Der Putz der Wände ist so hart, dass sich keine Nägel einschlagen lassen. Sie verbiegen sich und der Putz platzt ab. Woher bekommt man Nägel, die hier zu gebrauchen sind? Ich könnte schon Bilder aufhängen, aber weiß nicht weiter.
Beim Aufbau des Billy-Regals in der Waschküche stellte sich heraus, dass die Stifte, mit denen die Regalbretter angebracht werden, nicht vorhanden sind. Ich habe eine Hilfemeldung zu Inderthal geschickt, aber von dort noch keine Antwort erhalten.

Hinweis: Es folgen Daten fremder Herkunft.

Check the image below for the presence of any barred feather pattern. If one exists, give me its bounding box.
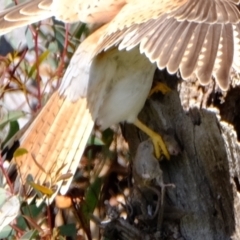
[0,0,126,35]
[98,0,240,90]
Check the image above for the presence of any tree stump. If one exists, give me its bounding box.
[123,72,240,240]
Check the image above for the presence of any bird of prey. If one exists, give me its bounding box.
[0,0,240,201]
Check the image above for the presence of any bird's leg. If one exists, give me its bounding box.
[133,119,170,160]
[148,82,171,97]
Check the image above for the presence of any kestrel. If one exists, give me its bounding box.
[0,0,240,200]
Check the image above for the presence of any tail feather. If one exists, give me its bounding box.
[16,93,94,201]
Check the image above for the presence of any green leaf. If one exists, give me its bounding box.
[58,223,77,237]
[17,203,46,230]
[28,50,50,78]
[0,225,15,239]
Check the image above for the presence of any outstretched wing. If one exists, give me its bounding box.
[98,0,240,90]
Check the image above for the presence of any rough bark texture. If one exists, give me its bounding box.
[123,70,240,240]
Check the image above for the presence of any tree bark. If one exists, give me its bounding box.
[123,72,240,240]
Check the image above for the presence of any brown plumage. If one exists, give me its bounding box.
[0,0,240,200]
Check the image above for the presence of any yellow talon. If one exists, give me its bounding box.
[134,119,170,160]
[149,82,171,97]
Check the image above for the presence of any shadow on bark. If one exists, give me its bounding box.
[123,70,240,240]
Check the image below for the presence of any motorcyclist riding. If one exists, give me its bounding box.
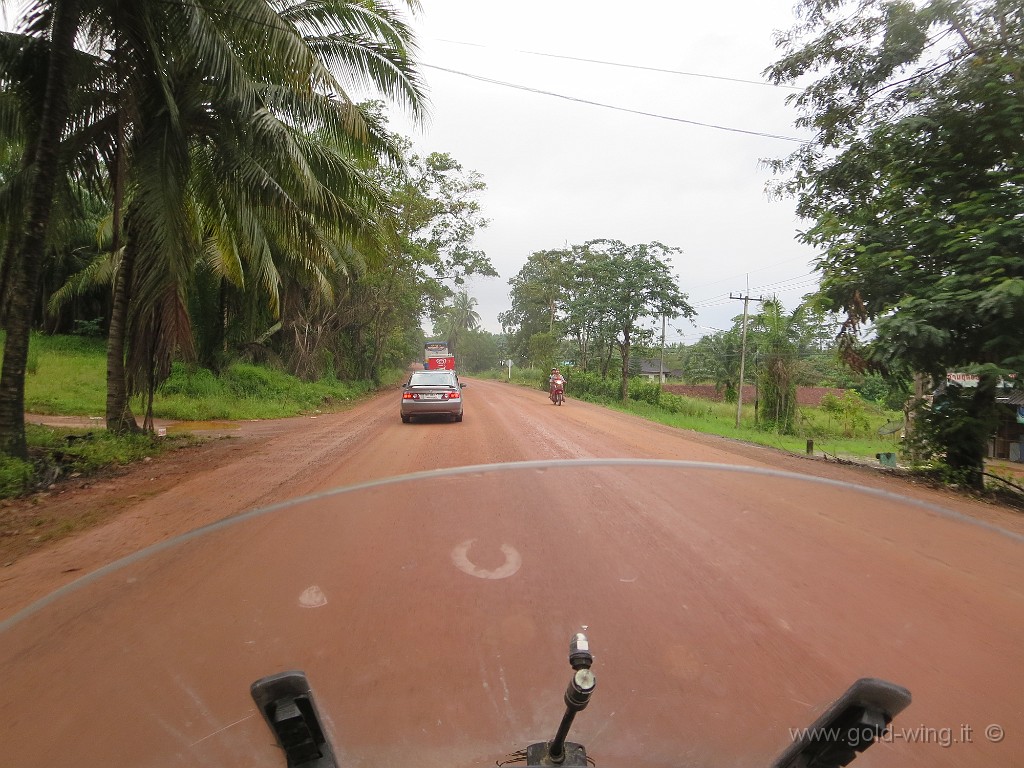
[548,368,565,402]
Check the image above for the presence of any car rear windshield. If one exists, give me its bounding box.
[409,371,455,387]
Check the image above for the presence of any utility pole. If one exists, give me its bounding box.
[660,314,665,384]
[729,293,764,429]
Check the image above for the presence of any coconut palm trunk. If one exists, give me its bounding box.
[0,0,80,459]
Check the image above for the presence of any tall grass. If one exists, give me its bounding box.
[474,369,902,460]
[25,334,401,421]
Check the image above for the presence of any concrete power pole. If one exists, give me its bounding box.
[729,293,764,429]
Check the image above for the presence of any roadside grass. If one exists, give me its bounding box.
[0,424,187,499]
[25,334,403,421]
[0,333,404,499]
[474,369,902,462]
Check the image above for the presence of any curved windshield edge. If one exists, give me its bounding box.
[6,459,1024,634]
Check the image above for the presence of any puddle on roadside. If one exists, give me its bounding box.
[167,421,240,433]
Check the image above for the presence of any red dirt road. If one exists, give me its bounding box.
[0,381,1024,766]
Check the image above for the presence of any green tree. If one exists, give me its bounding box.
[498,250,569,359]
[578,240,696,402]
[458,329,505,373]
[434,291,480,354]
[768,0,1024,485]
[751,300,804,434]
[684,328,740,402]
[0,0,80,460]
[9,0,423,429]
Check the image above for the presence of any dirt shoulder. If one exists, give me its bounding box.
[0,391,1024,617]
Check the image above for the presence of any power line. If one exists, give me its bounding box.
[435,38,803,91]
[420,61,804,143]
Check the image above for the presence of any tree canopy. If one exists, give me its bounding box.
[768,0,1024,481]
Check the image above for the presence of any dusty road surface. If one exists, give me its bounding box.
[0,381,1024,766]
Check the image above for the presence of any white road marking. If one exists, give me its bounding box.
[452,539,522,579]
[299,584,327,608]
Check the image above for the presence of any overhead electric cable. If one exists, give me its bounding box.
[435,38,803,91]
[420,61,804,143]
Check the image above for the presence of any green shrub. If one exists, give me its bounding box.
[220,362,288,399]
[159,362,224,398]
[657,392,712,418]
[561,369,620,401]
[630,379,662,406]
[0,454,35,499]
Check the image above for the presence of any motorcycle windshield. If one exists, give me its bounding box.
[0,460,1024,768]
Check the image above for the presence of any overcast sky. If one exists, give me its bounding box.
[394,0,816,343]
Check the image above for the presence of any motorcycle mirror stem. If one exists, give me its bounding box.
[526,632,597,767]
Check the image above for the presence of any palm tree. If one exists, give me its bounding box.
[0,0,80,459]
[436,291,480,354]
[6,0,424,438]
[751,299,806,434]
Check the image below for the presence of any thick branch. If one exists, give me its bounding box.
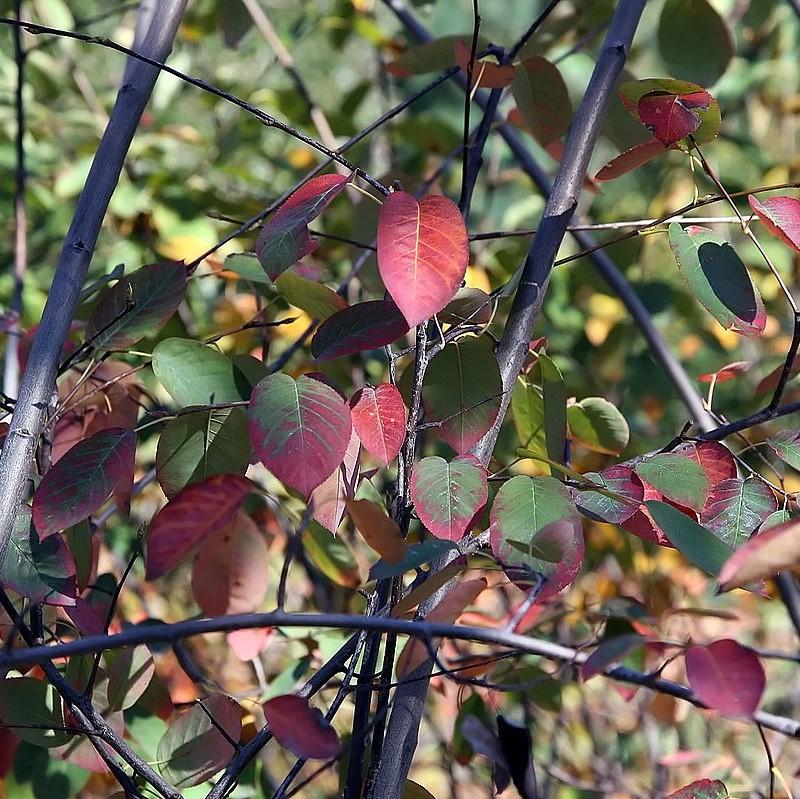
[0,0,187,563]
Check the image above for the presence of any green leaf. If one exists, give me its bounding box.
[645,499,733,577]
[658,0,734,86]
[0,677,73,748]
[275,270,347,320]
[156,408,250,499]
[567,397,630,455]
[635,452,710,511]
[86,261,186,350]
[153,338,260,407]
[669,222,767,337]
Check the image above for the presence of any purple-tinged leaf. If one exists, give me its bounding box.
[247,374,352,497]
[311,300,409,361]
[33,427,136,538]
[411,455,489,541]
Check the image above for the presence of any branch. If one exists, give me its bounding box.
[0,0,187,563]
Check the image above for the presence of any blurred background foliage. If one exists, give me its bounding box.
[0,0,800,799]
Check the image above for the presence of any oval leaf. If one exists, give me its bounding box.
[156,694,242,789]
[263,694,341,760]
[33,427,136,538]
[146,474,253,580]
[350,383,408,466]
[685,638,766,718]
[378,191,469,327]
[247,374,352,497]
[311,300,408,361]
[256,174,350,280]
[411,455,489,541]
[669,222,767,336]
[86,261,186,350]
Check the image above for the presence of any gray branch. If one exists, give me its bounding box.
[0,0,188,563]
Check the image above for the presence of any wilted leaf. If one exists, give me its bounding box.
[33,427,136,538]
[156,694,242,789]
[311,300,408,361]
[263,694,341,760]
[685,638,766,717]
[350,383,408,465]
[669,222,767,336]
[411,455,489,541]
[378,191,469,327]
[146,474,253,580]
[247,374,352,497]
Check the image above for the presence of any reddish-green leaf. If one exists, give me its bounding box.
[147,474,253,580]
[311,300,408,361]
[256,174,350,280]
[347,499,408,564]
[247,374,352,497]
[263,694,341,760]
[685,638,766,717]
[422,336,503,453]
[511,56,572,147]
[378,191,469,327]
[594,139,667,180]
[0,505,76,606]
[192,511,269,616]
[350,383,408,465]
[156,408,250,498]
[747,194,800,252]
[33,427,136,538]
[489,475,584,597]
[86,261,186,350]
[700,475,778,549]
[411,455,489,541]
[156,694,242,789]
[666,780,730,799]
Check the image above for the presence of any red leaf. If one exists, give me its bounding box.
[350,383,408,465]
[685,638,766,717]
[697,361,753,383]
[455,39,514,89]
[594,139,667,180]
[33,427,136,538]
[311,300,408,361]
[308,430,361,534]
[247,374,352,497]
[256,174,350,280]
[147,474,253,580]
[638,91,712,147]
[747,194,800,252]
[378,191,469,327]
[264,694,341,760]
[192,511,269,616]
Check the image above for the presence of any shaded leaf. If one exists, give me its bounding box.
[33,427,136,538]
[86,261,186,350]
[685,638,766,717]
[247,374,352,497]
[263,694,341,760]
[156,694,242,789]
[378,191,469,327]
[350,383,408,465]
[311,300,408,361]
[146,474,253,580]
[411,455,489,541]
[256,173,350,280]
[669,222,767,336]
[422,337,503,454]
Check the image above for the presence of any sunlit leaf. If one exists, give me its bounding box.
[378,191,469,327]
[247,374,352,497]
[411,455,489,541]
[33,427,136,538]
[146,474,253,580]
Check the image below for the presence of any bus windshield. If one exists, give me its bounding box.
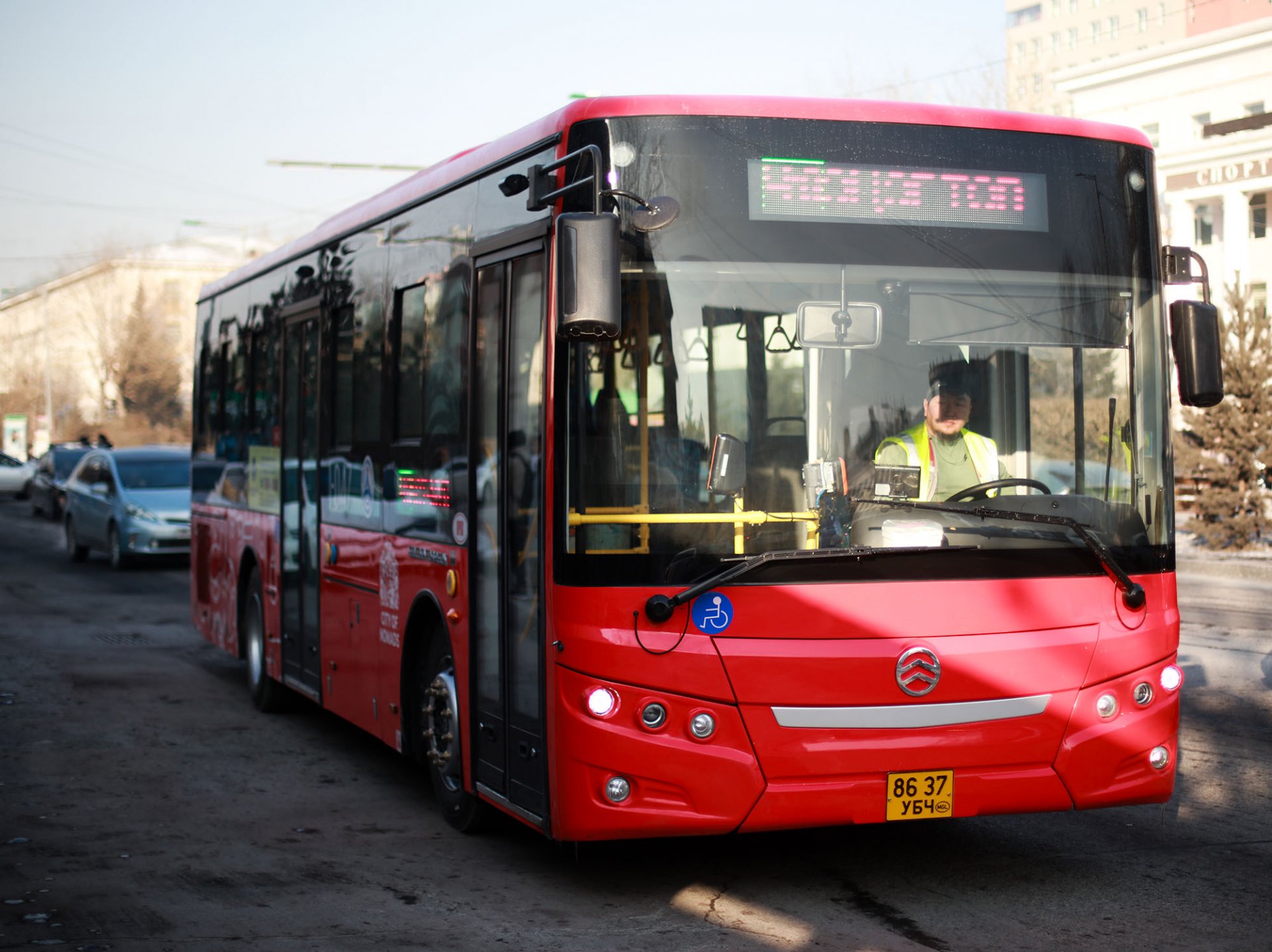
[557,117,1173,584]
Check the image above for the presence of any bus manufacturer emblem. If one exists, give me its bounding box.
[897,648,941,698]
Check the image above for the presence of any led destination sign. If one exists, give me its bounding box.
[747,158,1047,232]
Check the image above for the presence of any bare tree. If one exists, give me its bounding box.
[113,282,183,427]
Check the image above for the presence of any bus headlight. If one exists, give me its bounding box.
[640,702,666,731]
[606,776,632,803]
[588,687,618,718]
[690,710,715,741]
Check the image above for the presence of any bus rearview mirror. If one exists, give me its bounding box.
[1170,300,1224,406]
[795,300,882,347]
[708,433,747,496]
[557,211,621,340]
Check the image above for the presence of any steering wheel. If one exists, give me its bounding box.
[945,480,1051,503]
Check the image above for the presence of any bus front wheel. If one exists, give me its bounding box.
[413,631,488,832]
[239,568,286,714]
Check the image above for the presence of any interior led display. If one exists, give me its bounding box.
[747,158,1047,232]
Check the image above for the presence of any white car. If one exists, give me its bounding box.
[0,453,36,499]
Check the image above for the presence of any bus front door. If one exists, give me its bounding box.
[468,242,549,826]
[281,309,321,700]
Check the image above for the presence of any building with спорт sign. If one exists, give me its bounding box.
[1056,17,1272,315]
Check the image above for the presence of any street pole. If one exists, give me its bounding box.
[40,285,57,445]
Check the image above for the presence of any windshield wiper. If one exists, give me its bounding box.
[849,498,1145,609]
[645,542,962,622]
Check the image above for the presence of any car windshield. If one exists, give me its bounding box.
[54,447,91,480]
[557,119,1173,584]
[115,457,189,489]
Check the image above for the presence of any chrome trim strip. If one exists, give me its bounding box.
[773,694,1051,731]
[473,780,549,830]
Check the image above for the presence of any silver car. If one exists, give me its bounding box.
[0,453,36,499]
[62,447,189,569]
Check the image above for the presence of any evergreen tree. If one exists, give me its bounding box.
[1175,276,1272,549]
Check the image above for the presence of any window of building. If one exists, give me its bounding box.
[1193,203,1215,244]
[1008,4,1041,29]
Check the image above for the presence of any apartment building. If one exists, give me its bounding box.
[1055,17,1272,315]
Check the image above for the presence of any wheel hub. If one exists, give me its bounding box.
[420,670,459,789]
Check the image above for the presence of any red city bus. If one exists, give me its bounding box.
[191,97,1221,840]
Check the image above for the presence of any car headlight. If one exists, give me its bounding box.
[123,503,162,522]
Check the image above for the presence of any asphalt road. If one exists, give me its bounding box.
[0,500,1272,952]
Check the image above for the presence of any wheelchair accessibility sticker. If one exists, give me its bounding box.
[693,592,733,635]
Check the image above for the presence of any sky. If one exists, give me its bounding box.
[0,0,1005,289]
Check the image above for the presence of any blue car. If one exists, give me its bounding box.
[62,447,189,569]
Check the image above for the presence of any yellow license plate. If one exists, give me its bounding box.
[885,770,954,820]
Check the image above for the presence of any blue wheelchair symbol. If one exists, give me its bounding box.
[693,592,733,635]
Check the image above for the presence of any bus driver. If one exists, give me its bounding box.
[874,364,1010,502]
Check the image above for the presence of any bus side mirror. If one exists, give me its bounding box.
[1170,300,1224,406]
[557,211,621,340]
[708,433,747,496]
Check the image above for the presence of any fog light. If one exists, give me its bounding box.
[606,776,632,803]
[1095,694,1117,718]
[588,687,618,718]
[640,702,666,731]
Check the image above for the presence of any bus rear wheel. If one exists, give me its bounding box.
[412,633,488,832]
[239,568,286,714]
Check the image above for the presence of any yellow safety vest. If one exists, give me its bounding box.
[875,423,998,502]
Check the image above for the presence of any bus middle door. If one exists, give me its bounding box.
[468,242,547,826]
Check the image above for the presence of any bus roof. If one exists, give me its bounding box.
[199,95,1151,300]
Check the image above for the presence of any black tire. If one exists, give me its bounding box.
[105,522,132,572]
[239,566,288,714]
[409,631,490,832]
[62,515,87,562]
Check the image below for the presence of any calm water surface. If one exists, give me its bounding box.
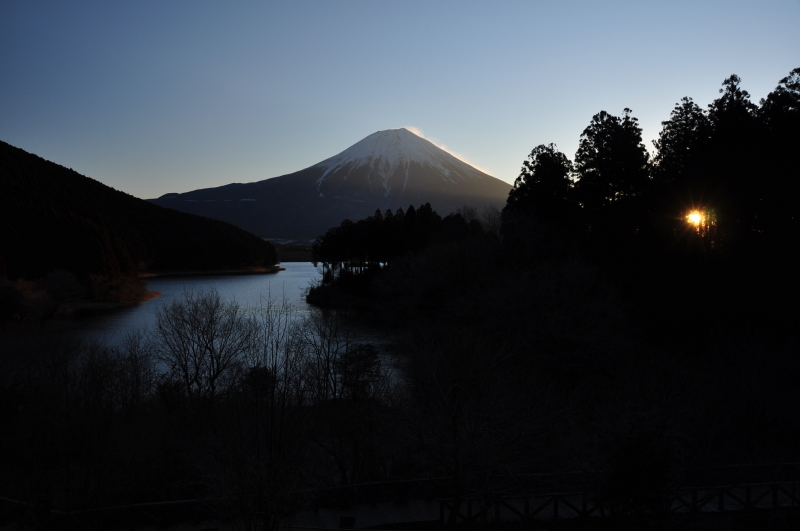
[73,262,320,345]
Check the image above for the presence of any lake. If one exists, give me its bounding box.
[70,262,321,346]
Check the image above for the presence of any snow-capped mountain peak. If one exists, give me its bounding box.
[314,128,488,195]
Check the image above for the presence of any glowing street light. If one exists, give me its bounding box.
[686,210,703,227]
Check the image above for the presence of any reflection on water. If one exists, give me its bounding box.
[70,262,319,345]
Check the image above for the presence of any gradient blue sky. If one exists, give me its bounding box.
[0,0,800,198]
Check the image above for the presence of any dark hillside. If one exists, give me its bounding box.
[0,142,277,290]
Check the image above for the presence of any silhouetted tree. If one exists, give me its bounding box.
[575,108,649,213]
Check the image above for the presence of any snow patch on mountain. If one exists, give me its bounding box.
[314,128,484,196]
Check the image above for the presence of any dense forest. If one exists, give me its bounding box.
[0,69,800,529]
[0,139,277,310]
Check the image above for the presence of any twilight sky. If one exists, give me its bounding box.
[0,0,800,198]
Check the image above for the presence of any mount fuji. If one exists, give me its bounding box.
[151,129,511,239]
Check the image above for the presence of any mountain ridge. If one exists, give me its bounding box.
[151,129,511,239]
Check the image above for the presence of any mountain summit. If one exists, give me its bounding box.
[313,128,493,197]
[152,129,511,239]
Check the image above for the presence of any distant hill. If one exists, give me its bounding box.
[151,129,511,239]
[0,142,277,280]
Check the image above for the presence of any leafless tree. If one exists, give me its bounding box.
[155,291,257,407]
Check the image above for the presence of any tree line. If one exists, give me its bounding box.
[0,142,277,306]
[503,69,800,255]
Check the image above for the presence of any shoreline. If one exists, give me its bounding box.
[139,264,286,279]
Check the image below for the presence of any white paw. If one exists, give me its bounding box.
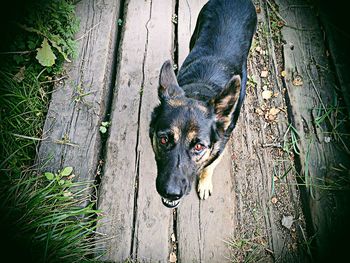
[197,178,213,200]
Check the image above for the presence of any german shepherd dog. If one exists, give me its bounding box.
[150,0,257,208]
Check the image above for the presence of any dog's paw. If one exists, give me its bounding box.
[197,178,213,200]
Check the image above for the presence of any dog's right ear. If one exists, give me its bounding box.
[158,60,185,101]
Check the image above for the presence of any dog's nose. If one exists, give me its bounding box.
[162,186,183,200]
[157,178,188,200]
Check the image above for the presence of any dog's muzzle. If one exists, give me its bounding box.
[162,197,180,208]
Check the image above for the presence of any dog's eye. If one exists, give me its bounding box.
[194,143,205,152]
[159,136,168,145]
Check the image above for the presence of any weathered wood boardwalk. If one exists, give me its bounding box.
[38,0,349,262]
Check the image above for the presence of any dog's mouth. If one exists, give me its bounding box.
[162,197,180,208]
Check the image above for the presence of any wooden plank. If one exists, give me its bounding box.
[98,0,173,262]
[227,1,307,262]
[276,0,349,260]
[317,1,350,114]
[177,0,234,262]
[37,0,120,184]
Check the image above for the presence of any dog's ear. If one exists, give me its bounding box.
[209,75,241,130]
[158,60,185,101]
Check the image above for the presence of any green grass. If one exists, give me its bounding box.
[0,0,102,262]
[226,238,271,263]
[0,170,104,262]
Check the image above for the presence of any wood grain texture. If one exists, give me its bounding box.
[98,0,173,262]
[276,0,349,260]
[37,0,120,181]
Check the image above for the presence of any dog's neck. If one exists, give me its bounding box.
[182,81,222,101]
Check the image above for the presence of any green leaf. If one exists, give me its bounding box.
[58,179,65,185]
[100,126,107,133]
[61,166,73,176]
[44,172,55,180]
[49,39,71,62]
[101,121,110,127]
[35,38,56,67]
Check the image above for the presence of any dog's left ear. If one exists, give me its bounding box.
[158,60,185,101]
[209,75,241,131]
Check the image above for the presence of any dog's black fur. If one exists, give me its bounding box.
[150,0,257,207]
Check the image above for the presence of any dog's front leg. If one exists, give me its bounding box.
[197,153,223,200]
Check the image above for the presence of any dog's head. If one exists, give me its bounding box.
[150,61,241,208]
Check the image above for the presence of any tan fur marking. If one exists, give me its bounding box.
[186,130,197,142]
[197,104,208,114]
[197,153,224,200]
[171,126,181,142]
[168,99,185,107]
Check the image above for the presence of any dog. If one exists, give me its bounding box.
[149,0,257,208]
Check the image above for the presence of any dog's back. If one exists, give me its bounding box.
[177,0,257,101]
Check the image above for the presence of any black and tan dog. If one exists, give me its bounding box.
[150,0,257,208]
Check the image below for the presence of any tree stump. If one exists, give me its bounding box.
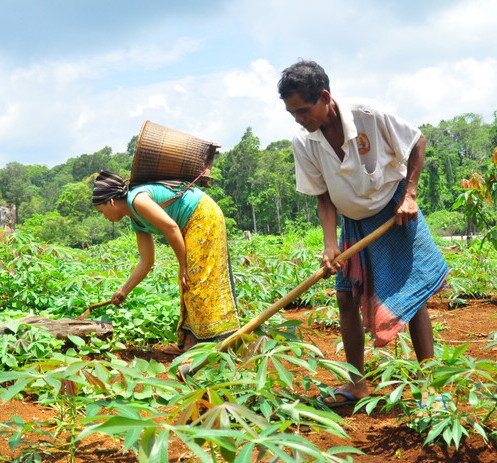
[0,315,113,339]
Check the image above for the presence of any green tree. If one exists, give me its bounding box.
[72,146,112,181]
[219,127,260,229]
[0,162,33,223]
[56,182,92,220]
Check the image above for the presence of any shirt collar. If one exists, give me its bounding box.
[304,100,357,144]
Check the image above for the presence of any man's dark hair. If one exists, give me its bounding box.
[278,60,330,104]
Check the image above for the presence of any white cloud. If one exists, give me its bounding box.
[385,58,497,124]
[0,0,497,167]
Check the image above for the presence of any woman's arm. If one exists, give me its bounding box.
[112,232,155,305]
[133,193,188,290]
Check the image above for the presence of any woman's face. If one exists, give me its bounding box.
[95,199,124,222]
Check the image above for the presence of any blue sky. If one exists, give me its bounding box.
[0,0,497,167]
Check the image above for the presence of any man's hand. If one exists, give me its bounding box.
[321,246,342,278]
[395,194,419,225]
[111,288,127,305]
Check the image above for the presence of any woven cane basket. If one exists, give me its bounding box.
[130,121,220,187]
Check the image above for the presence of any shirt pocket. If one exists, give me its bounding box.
[351,165,383,198]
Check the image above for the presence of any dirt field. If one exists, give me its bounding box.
[0,296,497,463]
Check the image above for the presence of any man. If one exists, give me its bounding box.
[278,61,448,406]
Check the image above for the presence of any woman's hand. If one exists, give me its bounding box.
[111,288,127,305]
[179,264,190,291]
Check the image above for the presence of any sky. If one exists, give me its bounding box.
[0,0,497,168]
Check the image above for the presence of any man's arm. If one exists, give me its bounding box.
[395,135,426,225]
[318,192,341,275]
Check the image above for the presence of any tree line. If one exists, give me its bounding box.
[0,111,497,246]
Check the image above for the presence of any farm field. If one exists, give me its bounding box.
[0,232,497,463]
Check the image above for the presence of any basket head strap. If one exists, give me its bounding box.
[159,167,208,209]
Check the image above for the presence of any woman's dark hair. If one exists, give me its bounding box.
[278,60,330,104]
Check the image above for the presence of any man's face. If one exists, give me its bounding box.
[283,91,329,132]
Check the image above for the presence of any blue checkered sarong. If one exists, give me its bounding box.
[336,181,449,347]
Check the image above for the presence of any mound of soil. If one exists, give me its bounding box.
[0,296,497,463]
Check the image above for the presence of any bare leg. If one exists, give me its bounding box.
[409,304,433,363]
[337,291,368,400]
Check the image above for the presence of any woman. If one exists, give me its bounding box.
[92,171,240,354]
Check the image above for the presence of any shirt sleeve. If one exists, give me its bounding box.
[383,113,421,164]
[293,136,328,196]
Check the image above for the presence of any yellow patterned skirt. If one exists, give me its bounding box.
[178,195,240,347]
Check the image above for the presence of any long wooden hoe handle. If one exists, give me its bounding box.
[76,299,112,320]
[182,217,395,375]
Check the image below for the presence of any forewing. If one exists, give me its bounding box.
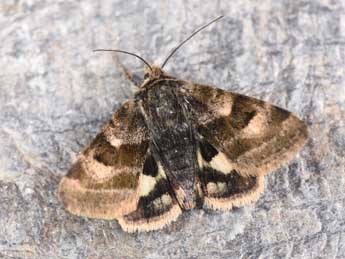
[118,151,182,232]
[197,136,264,210]
[181,83,307,210]
[59,101,149,219]
[181,83,308,176]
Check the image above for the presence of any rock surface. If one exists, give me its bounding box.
[0,0,345,259]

Bei einer unserer Stehlampen fehlt die Feststellschraube für den Lampenschirm. Es ist ein kleines Plastikteil, doch als ich hier nach einem Ersatz fragte, wurde mir beschieden, dass man nur ganze Lampen habe, keine Ersatzteile. Übrigens ist das eine Erfahrung, die ich schon öfters gemacht habe. Man führt keine Ersatzteile, und das in einem Land, in dem sehr viel selbst gemacht, gebastelt und repariert wird.
Zwar wurde das meiste Verpackungsmaterial von der Umzugsfirma mitgenommen, jedoch waren noch nicht alle Kartons leer, als das Verpackungsmaterial abgeholt wurde. Jetzt haben wir ein massives Müllproblem, das kaum zu lösen ist. Hier gibt es keinen Sperrmüll, keine Papiersammelstellen. Die Müllabfuhr kommt zwar oft, nimmt aber kaum Extramaterial mit. Bei uns vor der Wohnungstür liegen ungef. 30 zusammengefaltete Kartons und wir wissen nicht wohin damit.
Wir hatten vor einigen Monaten 4 Ventilatorlampen der brasilianischen Firma Arno gekauft. Die sind wirklich gut, laufen leise und haben eine Fernbedienung. Das Problem ist nur, dass alle Lampen auf die Fernbedienung anspringen. Man muss etwas im Fernbedienungscode ändern. Wie man das macht, steht in der Anleitung, nur klappt das nicht so, wie es da steht. Mehrere, selbst IT-Fachleute, haben es mit negativem Ergebnis versucht. Der Service sagt, dass es klappt und will darum nicht kommen. Ich vermute, sie haben selber keine Ahnung und wollen sich nicht bloßstellen. Auch gelingt es ihnen nicht, einen Ersatzlampenschirm zu besorgen, weil einer kaputt gegangen ist. Wie gesagt: Ersatzteile sind nicht vorgesehen.
Unser guter Geist Amarildo, der unsere Maschinen schon angeschlossen hat und der auch die Wasserdruckanlage installiert hat, ist in den letzten Tagen auch nicht mehr gekommen. Jetzt liegen überall die restlichen 15 Lampen, die an die Decke bzw. an die Wände kommen müssten, herum.
Es sind noch eine Menge Möbel und Gegenstände da, die für Rudi und Marlete, bzw. Auroras Schwester Inha bestimmt sind. Diese Sachen können erst aus der Wohnung gebracht werden, wenn Rudi da ist. Er aber kommt frühestens in 2 Wochen hierher.

Bleibt also nichts weiter, als sich in Geduld zu üben. Aber das ist für hier nichts Neues. Gerade warte ich geduldig auf einen Teletechniker, der gesagt hat, er käme irgendwann zwischen dem 17. und 20. November. Er legt unser Telefon um von unserer Ferienbleibe in unsere neue Wohnung. Übrigens ist damit eine sehr viel besserer Internetzugang verbunden, durch den wir auch deutsches Fernsehen problemlos sehen können.